T HEreflective skin of the Manitou Sands Casino & Hotel, the tallest structure between the Mackinac Bridge and Grand Rapids, appeared as a faint metallic shimmer on the winter horizon miles before the building itself could be discerned as something separate and distinct from the sandy hills rolling toward the lake. Kat Danhoff was driving to meet a man who had promised to talk to her about Jackie Saltino, or Jackie Crackers as he was sometimes called. The man was named Robert Argenziano and when they had spoken on the phone he had described himself, a little obscurely, as a “liaison” working with the Northwest Michigan Band of Chippewa Indians to help them implement the new family-friendly resort hotels that were introducing casino gambling to the area. But the first of the casinos had been open now for more than a dozen years, Kat had observed mildly.
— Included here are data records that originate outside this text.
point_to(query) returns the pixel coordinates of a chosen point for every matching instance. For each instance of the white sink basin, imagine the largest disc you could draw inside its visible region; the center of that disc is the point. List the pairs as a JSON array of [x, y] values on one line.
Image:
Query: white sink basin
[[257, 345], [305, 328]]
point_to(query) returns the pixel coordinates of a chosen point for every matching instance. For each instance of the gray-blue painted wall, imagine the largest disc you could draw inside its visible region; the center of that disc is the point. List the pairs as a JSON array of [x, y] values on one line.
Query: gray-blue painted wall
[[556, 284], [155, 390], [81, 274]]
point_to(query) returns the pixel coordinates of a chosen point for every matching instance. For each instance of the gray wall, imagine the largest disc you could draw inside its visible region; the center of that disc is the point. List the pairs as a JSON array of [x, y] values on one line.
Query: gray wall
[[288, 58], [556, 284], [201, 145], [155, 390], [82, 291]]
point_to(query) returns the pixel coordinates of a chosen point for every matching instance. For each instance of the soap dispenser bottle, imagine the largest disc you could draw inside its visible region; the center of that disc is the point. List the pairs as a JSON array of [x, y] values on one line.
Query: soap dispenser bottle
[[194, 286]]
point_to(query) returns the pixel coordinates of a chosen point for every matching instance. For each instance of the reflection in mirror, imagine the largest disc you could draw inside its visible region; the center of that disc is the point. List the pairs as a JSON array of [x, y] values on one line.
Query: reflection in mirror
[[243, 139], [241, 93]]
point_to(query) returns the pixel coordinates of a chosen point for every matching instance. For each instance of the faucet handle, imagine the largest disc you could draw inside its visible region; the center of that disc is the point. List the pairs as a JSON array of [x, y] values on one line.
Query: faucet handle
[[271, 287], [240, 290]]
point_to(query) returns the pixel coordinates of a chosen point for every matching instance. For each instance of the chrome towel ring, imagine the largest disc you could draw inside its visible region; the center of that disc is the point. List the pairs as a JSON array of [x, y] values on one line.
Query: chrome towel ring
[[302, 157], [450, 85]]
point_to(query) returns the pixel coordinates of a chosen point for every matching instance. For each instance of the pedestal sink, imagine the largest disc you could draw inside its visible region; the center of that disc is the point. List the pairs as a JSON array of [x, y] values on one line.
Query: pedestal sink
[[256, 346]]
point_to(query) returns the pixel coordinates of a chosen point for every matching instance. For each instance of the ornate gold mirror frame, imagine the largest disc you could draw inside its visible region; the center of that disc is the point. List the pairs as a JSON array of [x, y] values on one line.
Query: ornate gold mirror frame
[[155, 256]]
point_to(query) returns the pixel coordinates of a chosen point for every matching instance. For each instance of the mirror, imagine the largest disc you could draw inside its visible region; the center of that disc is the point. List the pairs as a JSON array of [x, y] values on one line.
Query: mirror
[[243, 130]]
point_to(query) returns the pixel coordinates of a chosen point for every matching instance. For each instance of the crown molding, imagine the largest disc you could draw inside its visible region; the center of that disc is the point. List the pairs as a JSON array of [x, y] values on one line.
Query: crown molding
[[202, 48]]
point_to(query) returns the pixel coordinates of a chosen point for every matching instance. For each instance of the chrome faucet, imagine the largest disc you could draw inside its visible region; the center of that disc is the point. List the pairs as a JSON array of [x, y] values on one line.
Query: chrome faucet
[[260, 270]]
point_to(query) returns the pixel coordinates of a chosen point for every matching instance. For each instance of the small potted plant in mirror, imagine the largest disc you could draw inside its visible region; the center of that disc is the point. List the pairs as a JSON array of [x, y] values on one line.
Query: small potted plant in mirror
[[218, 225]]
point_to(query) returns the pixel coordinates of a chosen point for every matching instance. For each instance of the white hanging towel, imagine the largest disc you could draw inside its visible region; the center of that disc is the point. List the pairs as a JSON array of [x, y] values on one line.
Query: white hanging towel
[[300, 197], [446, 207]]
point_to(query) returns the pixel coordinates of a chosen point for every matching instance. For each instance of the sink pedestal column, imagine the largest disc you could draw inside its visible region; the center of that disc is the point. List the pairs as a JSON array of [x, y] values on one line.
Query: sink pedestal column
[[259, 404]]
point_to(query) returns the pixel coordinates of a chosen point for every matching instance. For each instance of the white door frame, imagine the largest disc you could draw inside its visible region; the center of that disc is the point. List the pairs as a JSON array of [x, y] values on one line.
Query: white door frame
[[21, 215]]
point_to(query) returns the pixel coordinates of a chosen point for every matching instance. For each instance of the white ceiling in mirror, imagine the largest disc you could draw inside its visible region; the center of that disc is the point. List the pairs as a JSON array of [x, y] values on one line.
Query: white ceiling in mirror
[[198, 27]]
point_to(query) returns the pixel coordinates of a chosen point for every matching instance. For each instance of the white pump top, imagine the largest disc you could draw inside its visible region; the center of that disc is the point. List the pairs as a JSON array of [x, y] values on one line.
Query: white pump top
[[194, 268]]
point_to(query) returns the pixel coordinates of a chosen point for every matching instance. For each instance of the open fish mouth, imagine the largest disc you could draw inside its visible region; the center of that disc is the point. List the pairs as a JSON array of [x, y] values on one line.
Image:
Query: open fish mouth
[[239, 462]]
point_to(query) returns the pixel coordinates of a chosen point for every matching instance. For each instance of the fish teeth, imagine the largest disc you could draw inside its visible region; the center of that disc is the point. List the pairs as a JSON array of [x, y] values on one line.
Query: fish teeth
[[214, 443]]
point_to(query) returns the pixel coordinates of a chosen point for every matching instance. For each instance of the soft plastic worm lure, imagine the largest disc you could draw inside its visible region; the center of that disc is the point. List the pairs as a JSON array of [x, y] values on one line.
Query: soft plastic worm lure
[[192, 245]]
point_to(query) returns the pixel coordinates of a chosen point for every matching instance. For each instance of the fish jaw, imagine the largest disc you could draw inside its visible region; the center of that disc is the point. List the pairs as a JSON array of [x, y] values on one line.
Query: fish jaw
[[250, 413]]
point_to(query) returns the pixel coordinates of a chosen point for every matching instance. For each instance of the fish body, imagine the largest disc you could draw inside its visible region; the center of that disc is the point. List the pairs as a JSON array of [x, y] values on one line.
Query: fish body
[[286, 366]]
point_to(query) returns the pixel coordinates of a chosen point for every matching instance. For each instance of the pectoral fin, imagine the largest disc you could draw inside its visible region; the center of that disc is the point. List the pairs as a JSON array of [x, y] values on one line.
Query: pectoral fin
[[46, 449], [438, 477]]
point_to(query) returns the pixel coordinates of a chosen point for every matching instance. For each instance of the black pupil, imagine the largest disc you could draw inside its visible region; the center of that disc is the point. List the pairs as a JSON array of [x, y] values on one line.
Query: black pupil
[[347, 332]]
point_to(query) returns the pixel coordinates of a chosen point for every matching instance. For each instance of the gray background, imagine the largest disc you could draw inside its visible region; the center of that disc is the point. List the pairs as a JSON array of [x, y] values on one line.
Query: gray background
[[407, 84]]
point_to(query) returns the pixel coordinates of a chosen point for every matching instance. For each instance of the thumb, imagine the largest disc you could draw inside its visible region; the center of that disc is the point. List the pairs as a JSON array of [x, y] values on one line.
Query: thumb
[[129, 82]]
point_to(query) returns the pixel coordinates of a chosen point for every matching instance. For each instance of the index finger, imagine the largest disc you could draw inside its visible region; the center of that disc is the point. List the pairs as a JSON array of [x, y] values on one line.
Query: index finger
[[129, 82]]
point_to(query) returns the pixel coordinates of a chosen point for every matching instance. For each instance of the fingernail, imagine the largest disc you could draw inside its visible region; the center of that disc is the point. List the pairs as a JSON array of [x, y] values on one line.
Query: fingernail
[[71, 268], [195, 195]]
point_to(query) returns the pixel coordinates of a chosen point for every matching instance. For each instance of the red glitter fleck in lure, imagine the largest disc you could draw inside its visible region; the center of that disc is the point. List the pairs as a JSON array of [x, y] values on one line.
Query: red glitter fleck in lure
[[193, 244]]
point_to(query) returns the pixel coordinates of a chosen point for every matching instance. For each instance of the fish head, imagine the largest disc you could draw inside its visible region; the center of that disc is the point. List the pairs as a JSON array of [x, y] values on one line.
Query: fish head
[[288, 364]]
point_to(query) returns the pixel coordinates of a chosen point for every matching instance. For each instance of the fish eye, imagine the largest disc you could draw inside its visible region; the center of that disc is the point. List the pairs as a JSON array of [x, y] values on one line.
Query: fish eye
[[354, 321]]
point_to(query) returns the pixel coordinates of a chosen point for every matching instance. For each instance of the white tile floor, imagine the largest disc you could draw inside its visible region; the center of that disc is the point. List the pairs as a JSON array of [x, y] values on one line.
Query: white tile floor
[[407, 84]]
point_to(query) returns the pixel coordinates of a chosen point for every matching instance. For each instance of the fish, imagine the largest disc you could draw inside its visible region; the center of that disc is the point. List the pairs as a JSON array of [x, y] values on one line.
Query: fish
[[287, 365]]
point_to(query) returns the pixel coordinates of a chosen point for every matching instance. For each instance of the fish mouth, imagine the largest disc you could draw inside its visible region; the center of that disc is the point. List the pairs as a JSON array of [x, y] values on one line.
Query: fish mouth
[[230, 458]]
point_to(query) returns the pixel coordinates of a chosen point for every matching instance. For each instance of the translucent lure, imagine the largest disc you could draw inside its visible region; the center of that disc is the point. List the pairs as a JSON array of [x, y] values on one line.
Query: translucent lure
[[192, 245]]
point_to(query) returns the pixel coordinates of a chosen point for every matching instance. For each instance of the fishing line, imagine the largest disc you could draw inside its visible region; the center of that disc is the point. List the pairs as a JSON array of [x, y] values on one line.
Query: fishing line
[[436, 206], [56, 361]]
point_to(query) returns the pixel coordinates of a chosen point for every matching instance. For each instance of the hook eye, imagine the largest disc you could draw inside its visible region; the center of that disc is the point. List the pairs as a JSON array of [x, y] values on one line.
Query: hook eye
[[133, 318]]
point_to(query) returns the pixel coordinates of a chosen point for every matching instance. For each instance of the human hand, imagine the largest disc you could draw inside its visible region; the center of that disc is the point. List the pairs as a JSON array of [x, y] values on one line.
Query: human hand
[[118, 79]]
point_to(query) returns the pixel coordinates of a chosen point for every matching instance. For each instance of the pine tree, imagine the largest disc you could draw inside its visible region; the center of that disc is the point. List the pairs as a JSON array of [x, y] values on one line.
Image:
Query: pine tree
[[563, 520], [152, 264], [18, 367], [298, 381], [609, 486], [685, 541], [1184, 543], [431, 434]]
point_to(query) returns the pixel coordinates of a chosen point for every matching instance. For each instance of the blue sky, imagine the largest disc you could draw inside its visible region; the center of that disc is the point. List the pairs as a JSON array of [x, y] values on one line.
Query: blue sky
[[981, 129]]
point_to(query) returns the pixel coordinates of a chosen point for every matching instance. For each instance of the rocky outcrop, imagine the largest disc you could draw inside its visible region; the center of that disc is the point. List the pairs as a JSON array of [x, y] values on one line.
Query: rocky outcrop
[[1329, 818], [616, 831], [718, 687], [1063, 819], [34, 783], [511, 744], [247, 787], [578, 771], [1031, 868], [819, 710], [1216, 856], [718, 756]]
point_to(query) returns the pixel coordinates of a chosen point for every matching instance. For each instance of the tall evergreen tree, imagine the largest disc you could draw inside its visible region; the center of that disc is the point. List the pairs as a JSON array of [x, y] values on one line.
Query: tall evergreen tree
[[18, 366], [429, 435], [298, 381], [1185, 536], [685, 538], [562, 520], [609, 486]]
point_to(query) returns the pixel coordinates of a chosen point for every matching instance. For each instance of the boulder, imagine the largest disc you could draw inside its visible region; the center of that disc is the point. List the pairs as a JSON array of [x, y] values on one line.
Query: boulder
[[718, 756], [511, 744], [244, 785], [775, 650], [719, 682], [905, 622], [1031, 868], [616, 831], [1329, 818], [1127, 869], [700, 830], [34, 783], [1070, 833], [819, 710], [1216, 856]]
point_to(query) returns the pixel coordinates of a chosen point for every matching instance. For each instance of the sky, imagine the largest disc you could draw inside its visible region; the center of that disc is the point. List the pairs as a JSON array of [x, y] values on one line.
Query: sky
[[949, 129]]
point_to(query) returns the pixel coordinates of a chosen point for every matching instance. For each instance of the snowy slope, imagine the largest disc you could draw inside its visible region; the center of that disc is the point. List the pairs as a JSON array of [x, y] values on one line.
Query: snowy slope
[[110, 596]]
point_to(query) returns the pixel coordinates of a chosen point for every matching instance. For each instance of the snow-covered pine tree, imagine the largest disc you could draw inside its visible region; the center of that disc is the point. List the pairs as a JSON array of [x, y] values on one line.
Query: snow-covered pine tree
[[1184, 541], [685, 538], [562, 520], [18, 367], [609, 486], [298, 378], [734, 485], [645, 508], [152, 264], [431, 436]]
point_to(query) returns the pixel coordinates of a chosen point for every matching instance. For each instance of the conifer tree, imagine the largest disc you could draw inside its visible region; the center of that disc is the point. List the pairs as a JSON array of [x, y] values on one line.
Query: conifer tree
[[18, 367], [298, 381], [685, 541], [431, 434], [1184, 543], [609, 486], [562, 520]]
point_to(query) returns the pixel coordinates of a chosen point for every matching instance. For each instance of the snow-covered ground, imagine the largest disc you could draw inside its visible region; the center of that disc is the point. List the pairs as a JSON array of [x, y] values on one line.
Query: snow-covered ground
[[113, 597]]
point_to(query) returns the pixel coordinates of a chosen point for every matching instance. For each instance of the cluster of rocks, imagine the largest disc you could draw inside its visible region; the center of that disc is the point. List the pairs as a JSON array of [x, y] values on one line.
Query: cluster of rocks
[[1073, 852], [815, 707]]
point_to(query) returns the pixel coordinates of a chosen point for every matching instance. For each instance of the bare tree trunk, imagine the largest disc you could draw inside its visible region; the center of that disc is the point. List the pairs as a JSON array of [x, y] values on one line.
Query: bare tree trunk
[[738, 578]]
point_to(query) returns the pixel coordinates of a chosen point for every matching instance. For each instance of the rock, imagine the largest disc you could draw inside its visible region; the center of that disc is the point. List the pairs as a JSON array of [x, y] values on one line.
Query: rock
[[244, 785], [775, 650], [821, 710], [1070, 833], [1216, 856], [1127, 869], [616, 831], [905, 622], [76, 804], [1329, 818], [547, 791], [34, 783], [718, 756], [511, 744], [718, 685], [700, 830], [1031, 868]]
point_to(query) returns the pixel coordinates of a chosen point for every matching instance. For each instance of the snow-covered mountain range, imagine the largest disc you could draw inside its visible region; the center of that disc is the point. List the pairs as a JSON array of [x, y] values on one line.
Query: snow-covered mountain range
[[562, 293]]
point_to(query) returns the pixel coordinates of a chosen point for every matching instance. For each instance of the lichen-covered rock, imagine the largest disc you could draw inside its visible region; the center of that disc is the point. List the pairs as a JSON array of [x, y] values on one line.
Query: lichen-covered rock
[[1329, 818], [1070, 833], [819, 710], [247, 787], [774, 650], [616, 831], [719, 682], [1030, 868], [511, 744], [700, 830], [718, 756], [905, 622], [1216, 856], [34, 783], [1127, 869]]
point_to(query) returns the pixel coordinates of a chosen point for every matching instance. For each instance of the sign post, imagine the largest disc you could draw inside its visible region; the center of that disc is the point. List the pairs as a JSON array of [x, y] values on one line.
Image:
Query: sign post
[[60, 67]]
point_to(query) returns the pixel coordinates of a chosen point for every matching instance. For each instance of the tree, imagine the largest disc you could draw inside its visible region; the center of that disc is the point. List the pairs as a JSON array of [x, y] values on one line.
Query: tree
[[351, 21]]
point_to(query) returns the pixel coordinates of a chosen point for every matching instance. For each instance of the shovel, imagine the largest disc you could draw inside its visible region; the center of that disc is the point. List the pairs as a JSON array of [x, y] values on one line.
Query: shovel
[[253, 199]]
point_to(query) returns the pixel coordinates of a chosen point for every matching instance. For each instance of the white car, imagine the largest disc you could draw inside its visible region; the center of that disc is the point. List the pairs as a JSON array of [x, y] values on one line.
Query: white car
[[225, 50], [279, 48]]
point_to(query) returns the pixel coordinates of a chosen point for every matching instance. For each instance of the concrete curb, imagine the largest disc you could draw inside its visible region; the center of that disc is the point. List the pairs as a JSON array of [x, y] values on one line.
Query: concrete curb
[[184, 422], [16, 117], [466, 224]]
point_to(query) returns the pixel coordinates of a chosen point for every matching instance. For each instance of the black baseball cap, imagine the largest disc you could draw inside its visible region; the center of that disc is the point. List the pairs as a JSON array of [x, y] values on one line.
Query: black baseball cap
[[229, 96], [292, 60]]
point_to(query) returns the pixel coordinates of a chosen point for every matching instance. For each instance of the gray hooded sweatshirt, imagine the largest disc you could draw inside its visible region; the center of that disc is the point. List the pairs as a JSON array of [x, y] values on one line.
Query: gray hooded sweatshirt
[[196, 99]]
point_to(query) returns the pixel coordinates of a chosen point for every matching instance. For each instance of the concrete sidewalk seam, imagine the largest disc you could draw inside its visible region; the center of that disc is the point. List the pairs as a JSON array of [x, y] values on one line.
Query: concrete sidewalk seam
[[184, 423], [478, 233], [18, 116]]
Robert Argenziano had laughed a hearty laugh and said something nonsensical about one hand washing the other, and Kat detected the long, rounded vowels of northeastern pronunciation in his speech, which otherwise sounded as placelessly clipped as that of a television announcer. They made a date, or so Robert Argenziano had persisted in calling it, to meet that Thursday for lunch at Highlands, the whisky bar and “first-class casual dining environment” just off the main 60,000-square-foot gaming floor. The exquisite tackiness of Highlands was later confirmed by Kat in an online search, although the place fell short, as Robert Argenziano himself had fallen short, of outright sleaze. More than anything else, it represented an insistence on the primacy of nice even in a place where it was possible to lose everything in an instant.